I refer to Lyft and Uber as “invasive species,” because, by their very definition, they are not native to an area but end up disrupting an ecosystem and dominating it, to the detriment of other species living in the area. If Lyft and Uber are allowed to cherry-pick the best times and locations of the day, the companies who take on the losses for 24/7 operation will find it harder to maintain those operations.  If these cab companies close down due to losing money, no one will be left to provide 24/7 service to all areas of the city.  Result: net loss for Madison’s citizens, as they lose the ability to get from point A to point B whenever they need to.

What concerns me the most about Lyft and Uber’s business models is that this scofflaw mentality and insistence on special treatment regardless of the needs of the city could set a very dangerous precedent. If Lyft and Uber are allowed to operate on their own terms in Madison, what’s to stop other out-of-town companies from doing the same?  What if a “food-sharing” company came in and had people run “restaurants” out of their own homes that violated health department regulations?  What if an out-of-town construction company came in and started deliberately ignoring city laws that restrict construction activity between 7 p.m. and 7 a.m.  What if someone decided to just go ahead and open a peaker coal plant next door to you without seeking permission because they thought that air quality regulations were silly. Laws exist to protect the rights and legitimate interests of citizens.

What Lyft and Uber represent is an ideology that has quietly (and sometimes not so quietly) established itself in many parts of the world.  It is an ideology that essentially says that government regulations are inherently bad, regardless of the circumstances.  And it is a means by which citizens lose more and more control over what happens in their communities, as out-of-town companies skirt accountability, act with impunity and operate with little regard for the quality of life in the communities where they set up shop.

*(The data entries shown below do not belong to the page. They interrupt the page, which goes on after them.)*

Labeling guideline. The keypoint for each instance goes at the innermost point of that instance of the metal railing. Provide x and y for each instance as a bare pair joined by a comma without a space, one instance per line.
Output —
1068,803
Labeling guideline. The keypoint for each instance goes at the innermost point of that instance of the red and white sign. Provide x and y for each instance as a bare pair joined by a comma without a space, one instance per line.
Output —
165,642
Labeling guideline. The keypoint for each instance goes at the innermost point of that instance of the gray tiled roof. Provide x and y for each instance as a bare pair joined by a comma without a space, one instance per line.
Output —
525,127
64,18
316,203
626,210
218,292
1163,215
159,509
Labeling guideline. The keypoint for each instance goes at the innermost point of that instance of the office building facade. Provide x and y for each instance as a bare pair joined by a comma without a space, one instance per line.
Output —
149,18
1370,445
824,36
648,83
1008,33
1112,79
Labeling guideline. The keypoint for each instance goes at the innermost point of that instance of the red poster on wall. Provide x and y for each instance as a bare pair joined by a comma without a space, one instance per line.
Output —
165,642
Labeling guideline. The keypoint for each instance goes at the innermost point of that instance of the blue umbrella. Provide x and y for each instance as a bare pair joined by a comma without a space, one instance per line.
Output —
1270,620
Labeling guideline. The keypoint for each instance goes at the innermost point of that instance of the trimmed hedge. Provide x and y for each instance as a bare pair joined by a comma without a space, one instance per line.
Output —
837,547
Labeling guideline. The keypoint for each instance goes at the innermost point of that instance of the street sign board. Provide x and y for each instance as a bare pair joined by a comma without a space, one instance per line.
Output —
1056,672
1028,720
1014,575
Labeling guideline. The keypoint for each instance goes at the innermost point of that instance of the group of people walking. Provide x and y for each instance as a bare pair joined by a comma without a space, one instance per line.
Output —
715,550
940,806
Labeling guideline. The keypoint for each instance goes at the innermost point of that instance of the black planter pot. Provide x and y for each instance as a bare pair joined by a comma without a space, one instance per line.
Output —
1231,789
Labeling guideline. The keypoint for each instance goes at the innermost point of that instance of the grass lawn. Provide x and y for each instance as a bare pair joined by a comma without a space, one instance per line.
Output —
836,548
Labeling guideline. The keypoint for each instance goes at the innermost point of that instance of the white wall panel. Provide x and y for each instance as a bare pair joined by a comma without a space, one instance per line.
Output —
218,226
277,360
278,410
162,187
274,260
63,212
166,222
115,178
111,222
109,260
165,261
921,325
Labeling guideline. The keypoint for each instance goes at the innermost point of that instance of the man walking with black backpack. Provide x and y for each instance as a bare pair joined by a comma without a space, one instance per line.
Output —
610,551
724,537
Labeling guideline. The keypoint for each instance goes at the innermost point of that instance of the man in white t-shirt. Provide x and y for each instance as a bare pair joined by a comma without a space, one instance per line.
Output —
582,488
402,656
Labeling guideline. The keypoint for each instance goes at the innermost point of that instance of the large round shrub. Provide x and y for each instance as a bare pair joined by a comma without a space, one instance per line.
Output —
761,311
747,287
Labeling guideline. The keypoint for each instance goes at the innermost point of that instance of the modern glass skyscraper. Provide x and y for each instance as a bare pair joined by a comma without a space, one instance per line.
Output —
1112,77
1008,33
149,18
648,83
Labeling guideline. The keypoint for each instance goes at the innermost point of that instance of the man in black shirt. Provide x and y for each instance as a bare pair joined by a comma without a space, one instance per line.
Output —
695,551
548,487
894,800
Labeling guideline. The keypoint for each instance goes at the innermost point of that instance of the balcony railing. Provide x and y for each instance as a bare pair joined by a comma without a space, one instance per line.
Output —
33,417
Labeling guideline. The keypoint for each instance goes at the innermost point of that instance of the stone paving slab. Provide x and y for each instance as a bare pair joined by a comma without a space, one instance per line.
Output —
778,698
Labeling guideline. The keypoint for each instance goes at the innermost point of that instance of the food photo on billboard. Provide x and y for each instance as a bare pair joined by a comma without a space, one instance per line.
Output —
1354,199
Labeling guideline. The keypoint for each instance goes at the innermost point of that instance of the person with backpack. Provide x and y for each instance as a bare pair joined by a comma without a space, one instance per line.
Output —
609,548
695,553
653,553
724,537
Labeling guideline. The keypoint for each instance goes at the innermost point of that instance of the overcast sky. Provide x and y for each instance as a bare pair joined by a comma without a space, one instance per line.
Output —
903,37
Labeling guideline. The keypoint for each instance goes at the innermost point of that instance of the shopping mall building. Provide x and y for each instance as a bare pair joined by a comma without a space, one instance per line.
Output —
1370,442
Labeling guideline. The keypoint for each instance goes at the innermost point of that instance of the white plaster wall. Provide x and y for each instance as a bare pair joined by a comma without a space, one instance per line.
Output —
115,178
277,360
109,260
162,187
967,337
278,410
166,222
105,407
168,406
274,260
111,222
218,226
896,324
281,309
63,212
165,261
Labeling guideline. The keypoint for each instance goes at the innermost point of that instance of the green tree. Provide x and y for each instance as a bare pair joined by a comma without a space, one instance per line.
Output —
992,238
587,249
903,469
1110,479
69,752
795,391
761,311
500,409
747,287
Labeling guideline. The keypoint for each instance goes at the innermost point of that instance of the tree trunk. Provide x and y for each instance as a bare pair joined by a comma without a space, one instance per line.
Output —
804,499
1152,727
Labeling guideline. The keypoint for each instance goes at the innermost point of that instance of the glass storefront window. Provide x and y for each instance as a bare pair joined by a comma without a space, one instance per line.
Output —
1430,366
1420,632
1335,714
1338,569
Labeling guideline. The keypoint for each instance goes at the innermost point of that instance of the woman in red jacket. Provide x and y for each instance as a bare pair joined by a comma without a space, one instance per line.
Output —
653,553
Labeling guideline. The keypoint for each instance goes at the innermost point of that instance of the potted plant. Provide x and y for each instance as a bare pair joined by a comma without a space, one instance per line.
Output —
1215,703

If these companies continue to insist on “my way or the highway,” the City of Madison should do the sensible thing and show them the highway out of town.  It’s not hard to find–simply take Interstate 39 south about 80 miles to Interstate 80, turn right and follow the road about 2,000 miles west–all the way back to San Fransisco where they came from.  And once they reach the ocean they should keep on driving west.